In Init, PEval, and IncEval, it has frag and context as parameters. You can use these two parameters to access the fragment data and intermediate results. Detail usage please refer to Cython SDK API.

Fulfill Init Function

In [ ]:
@pie(vd_type="double", md_type="double")
class SSSP_PIE(AppAssets):
    @staticmethod
    def Init(frag, context):
        v_label_num = frag.vertex_label_num()
        for v_label_id in range(v_label_num):
            nodes = frag.nodes(v_label_id)
            context.init_value(
                nodes, v_label_id, 1000000000.0, PIEAggregateType.kMinAggregate
            )
            context.register_sync_buffer(v_label_id, MessageStrategy.kSyncOnOuterVertex)
    @staticmethod
    def PEval(frag, context):
        pass
    @staticmethod
    def IncEval(frag, context):
        pass

The Init function are responsable for 1) setting the initial value for each node; 2) defining the strategy of message passing; and 3) specifing aggregator for handing received message on each rounds.

Note that the algorithm you defined will run on a property graph. So we should get the vertex label first by v_label_num = frag.vertex_label_num(), then we can traverse all nodes with the same label
and set the initial value by nodes = frag.nodes(v_label_id) and context.init_value(nodes, v_label_id, 1000000000.0, PIEAggregateType.kMinAggregate).

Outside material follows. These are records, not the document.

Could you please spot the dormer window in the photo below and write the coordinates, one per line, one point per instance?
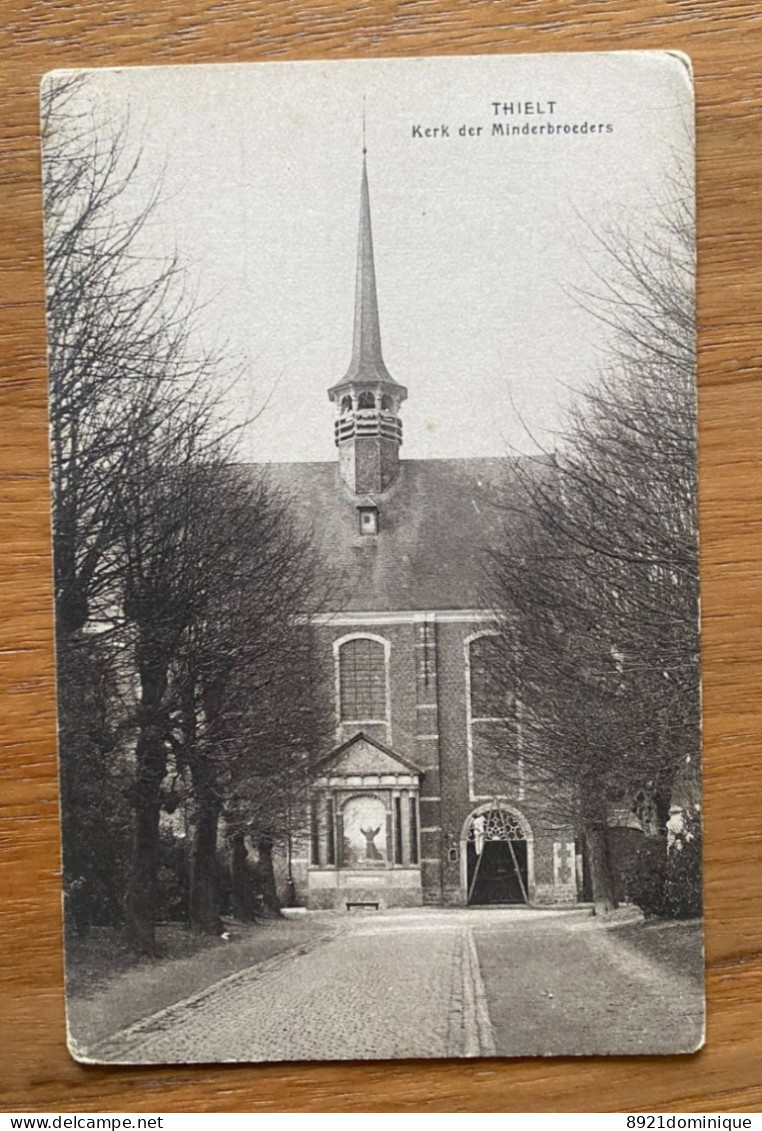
(369, 519)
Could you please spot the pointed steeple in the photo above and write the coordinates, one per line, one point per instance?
(366, 364)
(367, 430)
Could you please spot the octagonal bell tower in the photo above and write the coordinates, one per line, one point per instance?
(367, 429)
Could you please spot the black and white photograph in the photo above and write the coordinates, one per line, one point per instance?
(372, 416)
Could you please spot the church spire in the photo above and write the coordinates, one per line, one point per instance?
(366, 357)
(366, 364)
(367, 429)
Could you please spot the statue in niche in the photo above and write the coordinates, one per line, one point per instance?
(371, 851)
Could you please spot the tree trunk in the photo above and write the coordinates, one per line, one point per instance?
(150, 756)
(602, 871)
(267, 877)
(242, 888)
(205, 887)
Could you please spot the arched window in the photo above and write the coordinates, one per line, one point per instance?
(362, 680)
(488, 689)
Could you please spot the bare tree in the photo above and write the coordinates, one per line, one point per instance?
(248, 721)
(597, 580)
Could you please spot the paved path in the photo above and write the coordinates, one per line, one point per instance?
(568, 986)
(421, 983)
(384, 986)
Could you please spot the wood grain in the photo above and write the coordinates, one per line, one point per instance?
(724, 39)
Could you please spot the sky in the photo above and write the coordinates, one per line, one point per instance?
(482, 241)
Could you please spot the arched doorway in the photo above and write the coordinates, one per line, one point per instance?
(496, 854)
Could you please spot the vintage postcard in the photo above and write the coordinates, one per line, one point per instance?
(372, 393)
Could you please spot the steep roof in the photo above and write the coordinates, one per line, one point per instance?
(435, 520)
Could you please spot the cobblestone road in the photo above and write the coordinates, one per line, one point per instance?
(413, 984)
(384, 986)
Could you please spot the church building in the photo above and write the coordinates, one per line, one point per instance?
(412, 805)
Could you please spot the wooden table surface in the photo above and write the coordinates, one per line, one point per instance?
(724, 39)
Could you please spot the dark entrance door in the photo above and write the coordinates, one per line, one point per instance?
(496, 880)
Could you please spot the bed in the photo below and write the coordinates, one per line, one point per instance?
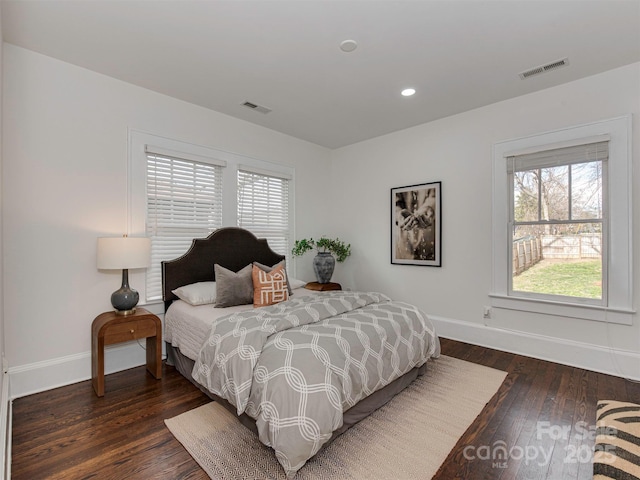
(297, 372)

Since we are computing the shorest path between the source node and others nodes. So we use PIEAggregateType.kMinAggregate as the aggregator for mesaage aggregation, which means it will
perform min operation upon all received messages. Other avaliable aggregators are kMaxAggregate, kSumAggregate, kProductAggregate, and kOverwriteAggregate.

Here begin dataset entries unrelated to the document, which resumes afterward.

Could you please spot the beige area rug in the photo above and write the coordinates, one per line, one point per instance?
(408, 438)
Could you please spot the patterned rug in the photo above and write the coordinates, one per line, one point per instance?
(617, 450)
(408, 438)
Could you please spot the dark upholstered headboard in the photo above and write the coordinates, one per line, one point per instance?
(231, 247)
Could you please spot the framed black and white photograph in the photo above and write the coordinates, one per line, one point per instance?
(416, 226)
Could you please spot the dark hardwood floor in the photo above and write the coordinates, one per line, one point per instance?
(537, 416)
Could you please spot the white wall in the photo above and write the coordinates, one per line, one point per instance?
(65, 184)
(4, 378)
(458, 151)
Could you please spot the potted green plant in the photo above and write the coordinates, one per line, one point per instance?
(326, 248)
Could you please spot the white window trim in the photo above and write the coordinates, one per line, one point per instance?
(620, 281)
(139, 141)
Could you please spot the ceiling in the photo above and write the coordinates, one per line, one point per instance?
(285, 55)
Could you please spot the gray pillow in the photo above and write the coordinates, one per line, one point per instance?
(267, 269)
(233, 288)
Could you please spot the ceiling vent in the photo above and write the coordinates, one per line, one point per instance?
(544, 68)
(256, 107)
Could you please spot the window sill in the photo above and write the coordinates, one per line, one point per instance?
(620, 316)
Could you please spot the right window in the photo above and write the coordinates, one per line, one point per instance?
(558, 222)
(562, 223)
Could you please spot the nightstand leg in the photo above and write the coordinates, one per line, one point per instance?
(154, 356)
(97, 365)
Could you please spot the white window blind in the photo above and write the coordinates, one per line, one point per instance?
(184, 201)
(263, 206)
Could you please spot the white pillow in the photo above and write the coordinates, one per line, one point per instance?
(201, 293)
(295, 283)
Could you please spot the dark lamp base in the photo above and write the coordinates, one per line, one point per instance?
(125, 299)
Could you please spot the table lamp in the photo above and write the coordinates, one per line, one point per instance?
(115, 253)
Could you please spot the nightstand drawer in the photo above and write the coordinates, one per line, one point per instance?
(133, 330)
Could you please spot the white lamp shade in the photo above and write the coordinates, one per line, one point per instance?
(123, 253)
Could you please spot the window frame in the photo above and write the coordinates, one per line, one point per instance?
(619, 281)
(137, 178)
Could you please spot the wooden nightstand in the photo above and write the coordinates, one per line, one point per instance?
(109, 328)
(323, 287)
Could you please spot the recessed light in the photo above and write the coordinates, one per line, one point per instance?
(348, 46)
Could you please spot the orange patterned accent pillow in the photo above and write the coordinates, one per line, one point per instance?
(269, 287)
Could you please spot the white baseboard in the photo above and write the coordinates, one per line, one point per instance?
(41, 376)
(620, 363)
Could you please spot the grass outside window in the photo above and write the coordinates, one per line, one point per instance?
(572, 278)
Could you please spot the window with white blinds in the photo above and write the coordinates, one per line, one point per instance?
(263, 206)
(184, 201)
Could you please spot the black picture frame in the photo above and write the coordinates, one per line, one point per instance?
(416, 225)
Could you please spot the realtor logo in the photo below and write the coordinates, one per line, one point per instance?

At the end of Init function, we register the sync buffer for each node with MessageStrategy.kSyncOnOuterVertex, which tells the engine how to pass the message.

Fulfill PEval Function

In [ ]:
@pie(vd_type="double", md_type="double")
class SSSP_PIE(AppAssets):
    @staticmethod
    def Init(frag, context):
        v_label_num = frag.vertex_label_num()
        for v_label_id in range(v_label_num):
            nodes = frag.nodes(v_label_id)
            context.init_value(
                nodes, v_label_id, 1000000000.0, PIEAggregateType.kMinAggregate
            )
            context.register_sync_buffer(v_label_id, MessageStrategy.kSyncOnOuterVertex)
    @staticmethod
    def PEval(frag, context):
        src = int(context.get_config(b"src"))
        graphscope.declare(graphscope.Vertex, source)
        native_source = False
        v_label_num = frag.vertex_label_num()
        for v_label_id in range(v_label_num):
            if frag.get_inner_node(v_label_id, src, source):
                native_source = True
                break
        if native_source:
            context.set_node_value(source, 0)
        else:
            return
        e_label_num = frag.edge_label_num()
        for e_label_id in range(e_label_num):
            edges = frag.get_outgoing_edges(source, e_label_id)
            for e in edges:
                dst = e.neighbor()
                distv = e.get_int(2)
                if context.get_node_value(dst) > distv:
                    context.set_node_value(dst, distv)
    @staticmethod
    def IncEval(frag, context):
        pass

In PEval of SSSP, it gets the queried source node by context.get_config(b"src").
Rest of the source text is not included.